BAB 09. BUCIN IYA, PACARAN KAGAK

642 29 0
                                        

HAPPY READING
.
.
"Nyaman itu penting,
tapi kepastian juga nggak kalah penting.
Soalnya rasa aman
nggak bisa dibangun dari kata “jalanin aja dulu.”
.
.

Suasana markas terasa lebih berisik dari biasanya. Sore itu ruangan luas dengan pendingin udara dan lampu gantung elegan terasa hidup oleh tawa mereka. Sofa empuk dan meja panjang berbahan kayu solid terlihat mahal, jelas bukan tempat sembarangan.
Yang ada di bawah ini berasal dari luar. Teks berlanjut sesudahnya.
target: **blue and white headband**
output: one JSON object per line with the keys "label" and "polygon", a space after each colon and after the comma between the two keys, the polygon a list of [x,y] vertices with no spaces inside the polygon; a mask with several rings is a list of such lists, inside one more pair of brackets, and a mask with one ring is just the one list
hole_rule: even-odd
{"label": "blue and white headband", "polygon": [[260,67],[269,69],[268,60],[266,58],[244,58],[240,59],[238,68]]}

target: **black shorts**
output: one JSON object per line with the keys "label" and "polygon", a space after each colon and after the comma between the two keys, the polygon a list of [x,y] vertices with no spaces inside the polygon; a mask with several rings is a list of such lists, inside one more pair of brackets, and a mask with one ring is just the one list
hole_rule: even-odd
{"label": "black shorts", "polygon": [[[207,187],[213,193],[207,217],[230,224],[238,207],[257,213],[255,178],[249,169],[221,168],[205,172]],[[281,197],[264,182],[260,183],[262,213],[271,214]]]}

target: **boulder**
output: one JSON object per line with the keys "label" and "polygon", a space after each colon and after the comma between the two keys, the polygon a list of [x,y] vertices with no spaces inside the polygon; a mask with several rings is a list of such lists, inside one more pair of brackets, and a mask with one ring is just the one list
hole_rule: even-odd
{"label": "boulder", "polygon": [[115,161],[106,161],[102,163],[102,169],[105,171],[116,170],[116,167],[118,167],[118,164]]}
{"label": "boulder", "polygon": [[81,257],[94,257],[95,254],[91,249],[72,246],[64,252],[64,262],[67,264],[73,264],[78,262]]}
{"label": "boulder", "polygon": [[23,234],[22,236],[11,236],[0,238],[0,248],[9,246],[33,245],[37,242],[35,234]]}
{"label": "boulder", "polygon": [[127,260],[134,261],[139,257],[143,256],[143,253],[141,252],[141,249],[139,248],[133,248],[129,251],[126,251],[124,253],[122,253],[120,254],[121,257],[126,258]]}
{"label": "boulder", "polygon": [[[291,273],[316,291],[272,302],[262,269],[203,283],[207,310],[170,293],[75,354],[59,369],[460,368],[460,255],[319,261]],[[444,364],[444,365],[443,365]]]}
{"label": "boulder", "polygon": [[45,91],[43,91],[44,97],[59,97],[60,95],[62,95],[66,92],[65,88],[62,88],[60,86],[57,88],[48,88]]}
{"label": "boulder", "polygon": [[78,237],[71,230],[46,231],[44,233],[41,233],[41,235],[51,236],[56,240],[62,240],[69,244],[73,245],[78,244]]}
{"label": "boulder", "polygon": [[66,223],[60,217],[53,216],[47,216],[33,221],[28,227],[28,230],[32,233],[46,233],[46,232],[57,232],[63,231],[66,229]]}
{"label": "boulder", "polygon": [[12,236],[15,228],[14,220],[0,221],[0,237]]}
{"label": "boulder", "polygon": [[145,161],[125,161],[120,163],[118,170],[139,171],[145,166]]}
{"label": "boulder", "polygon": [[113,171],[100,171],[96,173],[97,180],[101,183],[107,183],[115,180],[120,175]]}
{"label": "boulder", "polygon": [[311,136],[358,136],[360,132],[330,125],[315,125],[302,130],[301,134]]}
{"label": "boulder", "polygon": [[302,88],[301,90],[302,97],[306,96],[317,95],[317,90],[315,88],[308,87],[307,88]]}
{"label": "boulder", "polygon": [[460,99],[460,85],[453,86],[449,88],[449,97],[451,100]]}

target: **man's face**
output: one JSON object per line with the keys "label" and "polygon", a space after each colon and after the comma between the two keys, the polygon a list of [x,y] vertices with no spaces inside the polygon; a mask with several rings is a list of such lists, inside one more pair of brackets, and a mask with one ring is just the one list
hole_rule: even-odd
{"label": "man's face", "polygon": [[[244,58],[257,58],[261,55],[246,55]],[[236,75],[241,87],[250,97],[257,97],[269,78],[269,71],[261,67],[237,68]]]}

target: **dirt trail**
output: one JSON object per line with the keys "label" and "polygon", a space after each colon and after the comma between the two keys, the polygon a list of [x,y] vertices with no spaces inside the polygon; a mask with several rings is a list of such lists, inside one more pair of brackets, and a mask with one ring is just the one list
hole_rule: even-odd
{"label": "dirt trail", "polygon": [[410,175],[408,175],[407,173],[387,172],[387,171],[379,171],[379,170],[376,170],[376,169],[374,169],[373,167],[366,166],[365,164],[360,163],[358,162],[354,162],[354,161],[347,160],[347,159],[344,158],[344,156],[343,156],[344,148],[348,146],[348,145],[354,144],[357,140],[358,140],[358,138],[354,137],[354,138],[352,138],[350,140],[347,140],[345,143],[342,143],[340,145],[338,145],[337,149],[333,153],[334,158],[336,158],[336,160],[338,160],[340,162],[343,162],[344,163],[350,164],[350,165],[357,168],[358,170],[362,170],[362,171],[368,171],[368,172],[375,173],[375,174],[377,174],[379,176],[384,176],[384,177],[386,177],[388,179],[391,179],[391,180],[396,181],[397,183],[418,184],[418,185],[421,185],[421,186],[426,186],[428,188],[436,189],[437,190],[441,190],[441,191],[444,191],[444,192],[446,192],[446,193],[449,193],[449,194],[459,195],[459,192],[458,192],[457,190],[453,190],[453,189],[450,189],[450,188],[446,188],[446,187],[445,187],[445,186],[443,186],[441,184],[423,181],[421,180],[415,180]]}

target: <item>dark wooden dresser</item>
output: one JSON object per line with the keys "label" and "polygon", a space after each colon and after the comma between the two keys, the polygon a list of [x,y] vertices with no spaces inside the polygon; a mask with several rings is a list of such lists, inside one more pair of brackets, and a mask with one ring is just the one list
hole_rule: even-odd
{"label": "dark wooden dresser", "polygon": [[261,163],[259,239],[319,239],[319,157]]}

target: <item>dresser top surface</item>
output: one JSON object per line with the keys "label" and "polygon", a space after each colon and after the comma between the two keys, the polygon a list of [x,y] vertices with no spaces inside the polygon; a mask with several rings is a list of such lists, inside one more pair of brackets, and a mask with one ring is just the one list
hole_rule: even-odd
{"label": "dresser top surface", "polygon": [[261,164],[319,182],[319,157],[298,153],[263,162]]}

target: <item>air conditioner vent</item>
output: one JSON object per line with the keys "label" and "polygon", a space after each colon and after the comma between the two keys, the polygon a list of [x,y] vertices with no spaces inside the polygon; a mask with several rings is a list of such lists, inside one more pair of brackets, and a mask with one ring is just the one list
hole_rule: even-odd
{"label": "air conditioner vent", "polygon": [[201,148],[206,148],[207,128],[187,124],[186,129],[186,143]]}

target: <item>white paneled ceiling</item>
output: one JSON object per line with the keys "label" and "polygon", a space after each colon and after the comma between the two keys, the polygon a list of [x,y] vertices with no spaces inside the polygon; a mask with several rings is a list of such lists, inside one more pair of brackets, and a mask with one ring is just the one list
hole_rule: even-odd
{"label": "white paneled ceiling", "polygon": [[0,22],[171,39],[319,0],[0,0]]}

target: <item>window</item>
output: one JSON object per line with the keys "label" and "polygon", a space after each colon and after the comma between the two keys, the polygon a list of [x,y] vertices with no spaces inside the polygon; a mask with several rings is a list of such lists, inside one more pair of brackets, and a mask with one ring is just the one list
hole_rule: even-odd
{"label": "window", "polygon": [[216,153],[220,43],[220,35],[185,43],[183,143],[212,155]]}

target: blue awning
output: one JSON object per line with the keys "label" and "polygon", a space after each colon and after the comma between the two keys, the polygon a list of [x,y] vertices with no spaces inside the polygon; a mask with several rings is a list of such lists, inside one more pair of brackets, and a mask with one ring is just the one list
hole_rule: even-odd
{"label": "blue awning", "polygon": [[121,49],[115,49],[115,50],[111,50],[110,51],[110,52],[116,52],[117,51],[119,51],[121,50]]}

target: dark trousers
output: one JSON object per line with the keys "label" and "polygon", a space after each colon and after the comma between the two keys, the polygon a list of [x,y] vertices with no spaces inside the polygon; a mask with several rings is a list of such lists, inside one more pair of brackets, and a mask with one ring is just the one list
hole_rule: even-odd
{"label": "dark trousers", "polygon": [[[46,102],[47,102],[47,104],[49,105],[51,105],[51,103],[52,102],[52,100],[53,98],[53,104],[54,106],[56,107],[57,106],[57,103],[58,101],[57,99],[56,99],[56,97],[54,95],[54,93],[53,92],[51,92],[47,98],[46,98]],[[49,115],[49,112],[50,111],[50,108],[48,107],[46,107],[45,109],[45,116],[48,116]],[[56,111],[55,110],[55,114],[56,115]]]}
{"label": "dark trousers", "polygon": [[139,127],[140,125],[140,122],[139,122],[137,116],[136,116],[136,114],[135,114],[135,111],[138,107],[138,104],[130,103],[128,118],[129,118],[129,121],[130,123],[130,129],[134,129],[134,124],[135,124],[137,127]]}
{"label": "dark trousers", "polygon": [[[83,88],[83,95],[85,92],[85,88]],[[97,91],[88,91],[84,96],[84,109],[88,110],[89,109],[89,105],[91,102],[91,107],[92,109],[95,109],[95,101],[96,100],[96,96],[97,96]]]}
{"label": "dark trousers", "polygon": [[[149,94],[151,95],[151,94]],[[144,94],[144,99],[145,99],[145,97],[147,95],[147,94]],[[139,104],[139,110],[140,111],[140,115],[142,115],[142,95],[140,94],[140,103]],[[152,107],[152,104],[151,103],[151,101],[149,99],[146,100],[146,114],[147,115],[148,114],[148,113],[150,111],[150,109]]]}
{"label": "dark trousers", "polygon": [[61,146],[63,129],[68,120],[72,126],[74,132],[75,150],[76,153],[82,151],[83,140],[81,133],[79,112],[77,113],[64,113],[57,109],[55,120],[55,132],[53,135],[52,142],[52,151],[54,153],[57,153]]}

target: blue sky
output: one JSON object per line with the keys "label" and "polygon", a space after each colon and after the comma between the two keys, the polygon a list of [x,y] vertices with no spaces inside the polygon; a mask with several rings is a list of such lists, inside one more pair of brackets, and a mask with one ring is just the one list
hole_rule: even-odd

Namun di atas meja itu justru tersaji minuman botolan biasa dari warung depan komplek dan camilan murah yang dibeli rame-rame. Bungkusnya berserakan, beberapa sudah kosong. Bukan karena tak mampu membeli yang lebih mahal, tapi karena mereka memang lebih suka kesederhanaan. Bagi mereka, yang membuat markas itu terasa “mahal” bukan isinya—melainkan kebersamaan di dalamnya.

Acha berdiri di tengah ruangan, napasnya naik-turun, matanya berkaca-kaca—antara marah dan lelah yang menumpuk jadi satu.

"Brakkk!"

"Anyingg!"

Suara bantingan itu memantul keras di seluruh sudut markas THE LION. Tawa yang tadi berserakan langsung mati. Beberapa anggota yang awalnya selonjoran refleks menegakkan badan, sebagian lagi menoleh dengan wajah bingung dan waspada.
Acha berdiri di tengah ruangan, napasnya naik-turun, matanya berkaca-kaca—emosinya meledak tanpa aba-aba.

“Kenapa ngomong kayak gitu, hah?” tanya Evan dengan tatapan tajam. Alisnya mengernyit, auranya berubah drastis. Ruangan seolah menyempit. Beberapa anggota THE LION langsung pura-pura sibuk, tapi jelas mereka memasang telinga.

Acha menelan ludah. Dadanya sesak.

“Acha stres, huaaaaa” suara Acha bergetar. Isakannya pecah, air mata menggenang lalu jatuh satu per satu, membasahi pipinya tanpa bisa dicegah.

Evan terdiam sepersekian detik.
Aura tegangnya luruh.

“Hei… kenapa, hm? Sini,” panggilnya pelan. Nada suaranya langsung turun, melembut, kontras dengan tatapannya barusan. Tangannya terulur, sabar.

Acha melangkah ke arahnya sambil menghentak-hentakkan kaki. Kesal, tapi rapuh. Marah, tapi jelas minta diperhatikan—persis anak kecil yang gengsi mengaku pengen dipeluk.

Lucu banget sih, batin Evan, gemas setengah mati. Tapi wajahnya tetap ia tahan serius.

“Ngapain sih senyum-senyum? Acha lagi stres juga, hiks…” rengek Acha, bibirnya manyun.

Tanpa peringatan, Evan menarik tangan Acha pelan. Gerakannya refleks, protektif.
Acha kaget, kehilangan keseimbangan—

Bruk!

“Agh—duh!”

Tubuh Acha jatuh tepat ke dada bidang Evan. Bunyi benturan kecil terdengar jelas di tengah keheningan yang mendadak canggung.

“Keras banget dada Kakak, sakit tahu!” omel Acha sambil berusaha bangun, wajahnya kusut antara malu dan kesal.

Evan malah terkekeh kecil, dadanya naik-turun menahan tawa.

“Senyum mulu tuh muka!” cibir Acha.

Evan langsung mendatarkan ekspresinya, seketika dingin.

Acha refleks panik.
“Enggak gitu, Kak…”

“Betah amat tuh pelukan. Tidur-tidur lagi,” celetuk Bagas santai, memecah suasana.

Acha buru-buru bangun, wajahnya makin merah.
“Itu badan apa batu sih? Kok keras banget,” gerutunya sambil mengusap bahu.